Companies also can begin to manage travel without a travel manager at all. Linnihan noted that for an SME, TMC agents can serve as the “de facto travel manager.” Plus, new TMCs are cropping up to meld corporate travel policy with a booking experience closer to that of leisure travel.
What’s the ROI?
Early investment in travel management “may not pay for itself,” Wakida acknowledged, “but as you grow, you’ll want to have these systems in place and have these relationships in place when you can get larger discounts.”
Linnihan contended that even relatively marginal savings that companies garner from managing travel, such as recouping unused tickets and earning frequent-flier miles, can provide the ROI that SMEs are looking for in managed travel.
There’s a difference between the arguably primitive form of travel management of a dollar cap on airfare spending and the more productive system that ensures employees are in compliance and are finding and booking the best available fares. Having that type of technology at the time of booking makes all the difference. Companies accrue other savings, by partnering with TMCs, reduced fees and process costs through the use of online booking and expense tools.
Efficiency & Ease of Implementation
For products targeted to SMEs, getting started must be quick and easy for the client. They don’t need to do a robust multicountry implementation. They want to be up and running in either a few weeks, potentially even a few days. And having a standardized offer helps to do that.
Furthermore, the benefits of reporting are a major time saving plus. It is hard to believe that there’s a company culture out there that wouldn’t want to spend less time on expense reports.
User experience is a critical factor when getting travel management tools in the hands of SMEs, which are especially vulnerable to losing key employees and thus should focus on making the travel grind as painless as possible. Trip disruption, whether that means missing a meeting or not getting home in time for a child’s birthday party, is a big source of stress. Having someone to take care of problems experienced on the road is a huge employee retention benefit.
The Human Touch
“I don’t see tools or technology replacing people,” Wakida said, even as technology makes travel management easier for both travel managers and travelers and as fewer companies employ full-time travel managers. “You still need to have someone to oversee everything.” Even technology companies like TripActions view the availability of human support for travelers as critical to their success.

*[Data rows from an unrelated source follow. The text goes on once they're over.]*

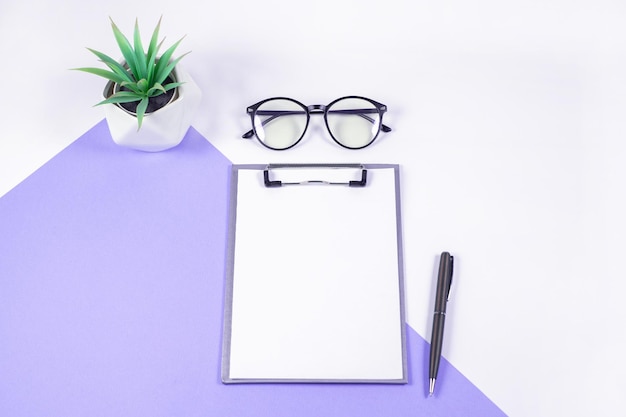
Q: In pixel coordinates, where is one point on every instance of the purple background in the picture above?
(111, 291)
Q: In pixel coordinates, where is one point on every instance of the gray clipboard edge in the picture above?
(229, 281)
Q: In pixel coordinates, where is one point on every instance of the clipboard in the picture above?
(314, 278)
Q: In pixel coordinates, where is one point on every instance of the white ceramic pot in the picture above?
(162, 129)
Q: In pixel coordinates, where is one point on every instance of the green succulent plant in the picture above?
(143, 74)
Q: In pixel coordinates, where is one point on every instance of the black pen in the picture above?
(444, 281)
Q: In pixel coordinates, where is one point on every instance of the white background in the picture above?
(508, 123)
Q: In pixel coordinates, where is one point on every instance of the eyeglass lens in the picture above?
(352, 122)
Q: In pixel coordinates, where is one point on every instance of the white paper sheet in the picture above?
(316, 284)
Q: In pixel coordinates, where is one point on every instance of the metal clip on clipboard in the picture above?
(351, 183)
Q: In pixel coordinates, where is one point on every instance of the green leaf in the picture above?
(141, 110)
(126, 49)
(132, 86)
(142, 85)
(113, 64)
(153, 48)
(170, 86)
(156, 90)
(103, 73)
(140, 56)
(162, 67)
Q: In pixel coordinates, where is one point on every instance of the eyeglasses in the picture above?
(353, 122)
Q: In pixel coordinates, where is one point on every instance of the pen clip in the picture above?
(450, 271)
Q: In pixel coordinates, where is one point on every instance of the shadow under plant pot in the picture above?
(163, 126)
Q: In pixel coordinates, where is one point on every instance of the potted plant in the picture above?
(149, 99)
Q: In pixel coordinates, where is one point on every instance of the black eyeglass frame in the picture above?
(253, 111)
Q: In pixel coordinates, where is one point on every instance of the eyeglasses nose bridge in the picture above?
(316, 109)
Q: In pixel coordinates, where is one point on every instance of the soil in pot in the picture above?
(154, 103)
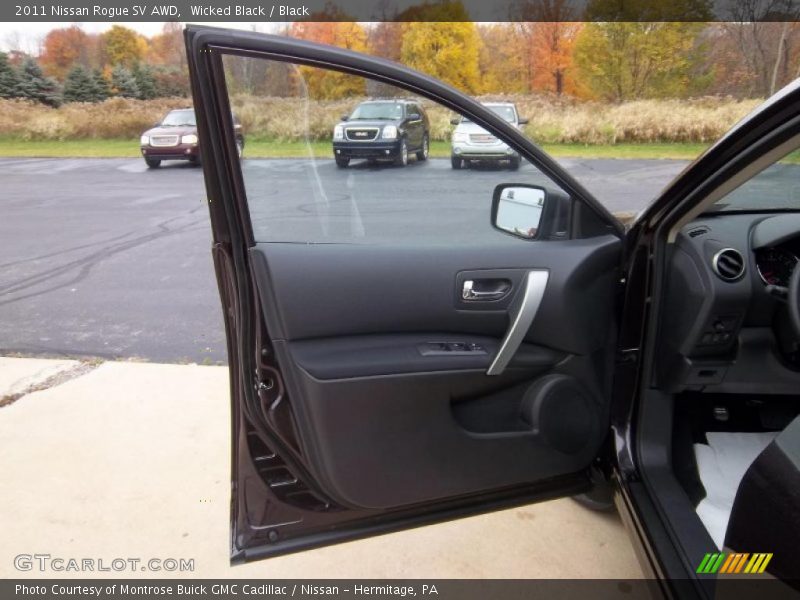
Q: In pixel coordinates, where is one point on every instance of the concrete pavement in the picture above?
(132, 460)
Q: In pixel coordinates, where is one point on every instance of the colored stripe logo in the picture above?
(721, 562)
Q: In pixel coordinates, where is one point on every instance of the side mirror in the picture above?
(517, 209)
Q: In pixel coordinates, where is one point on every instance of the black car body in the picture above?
(385, 129)
(380, 356)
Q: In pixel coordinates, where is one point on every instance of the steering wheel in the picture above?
(794, 300)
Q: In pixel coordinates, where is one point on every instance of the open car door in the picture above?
(407, 342)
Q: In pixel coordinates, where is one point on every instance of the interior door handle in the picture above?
(532, 293)
(496, 290)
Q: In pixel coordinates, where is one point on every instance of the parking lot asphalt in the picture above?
(102, 257)
(132, 460)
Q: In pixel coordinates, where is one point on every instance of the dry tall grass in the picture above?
(552, 120)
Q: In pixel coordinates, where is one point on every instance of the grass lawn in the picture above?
(256, 148)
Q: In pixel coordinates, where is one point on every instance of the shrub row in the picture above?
(552, 120)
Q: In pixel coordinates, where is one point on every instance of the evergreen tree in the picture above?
(33, 85)
(101, 88)
(8, 78)
(145, 81)
(123, 83)
(79, 85)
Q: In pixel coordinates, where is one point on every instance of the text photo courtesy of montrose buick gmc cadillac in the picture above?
(472, 143)
(382, 130)
(175, 138)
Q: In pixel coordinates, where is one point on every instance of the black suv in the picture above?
(382, 130)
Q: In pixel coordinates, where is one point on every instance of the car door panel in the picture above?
(377, 409)
(348, 416)
(351, 289)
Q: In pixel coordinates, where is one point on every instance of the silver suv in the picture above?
(471, 142)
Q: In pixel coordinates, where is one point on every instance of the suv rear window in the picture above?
(378, 110)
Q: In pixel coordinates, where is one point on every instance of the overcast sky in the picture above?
(28, 36)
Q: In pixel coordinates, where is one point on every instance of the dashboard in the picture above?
(724, 326)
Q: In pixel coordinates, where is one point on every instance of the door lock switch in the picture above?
(451, 349)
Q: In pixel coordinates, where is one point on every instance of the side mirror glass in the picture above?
(517, 209)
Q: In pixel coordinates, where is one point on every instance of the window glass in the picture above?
(180, 118)
(333, 158)
(503, 110)
(775, 188)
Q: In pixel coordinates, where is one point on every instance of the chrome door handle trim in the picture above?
(532, 294)
(469, 293)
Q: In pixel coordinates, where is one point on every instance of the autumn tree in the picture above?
(62, 49)
(385, 39)
(447, 50)
(621, 61)
(8, 78)
(123, 46)
(763, 39)
(80, 86)
(323, 83)
(123, 83)
(167, 48)
(102, 89)
(502, 63)
(145, 79)
(553, 56)
(33, 85)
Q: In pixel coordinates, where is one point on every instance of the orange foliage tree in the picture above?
(63, 48)
(552, 52)
(322, 83)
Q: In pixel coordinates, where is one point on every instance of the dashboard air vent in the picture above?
(728, 264)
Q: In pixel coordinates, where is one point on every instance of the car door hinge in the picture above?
(628, 356)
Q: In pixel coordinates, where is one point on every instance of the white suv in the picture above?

It’s a function not easily replaced even with artificial intelligence and machine learning.
And old-fashioned relationship building still can yield big dividends for SMEs, said Wakida. Take a small company that provides a large volume of business to a hotel near its headquarters. The travel manager sometimes can negotiate discounts there on par with those achieved by much bigger companies. Likewise, a smaller company that flies a particular city pair frequently, such as its headquarters city and the location of a key supplier, also may be able “punch above its weight” to negotiate volume-based discounts on that route. “If you focus on concentrating your volume, you can get better rates than a larger company that doesn’t focus as much,” Wakida said.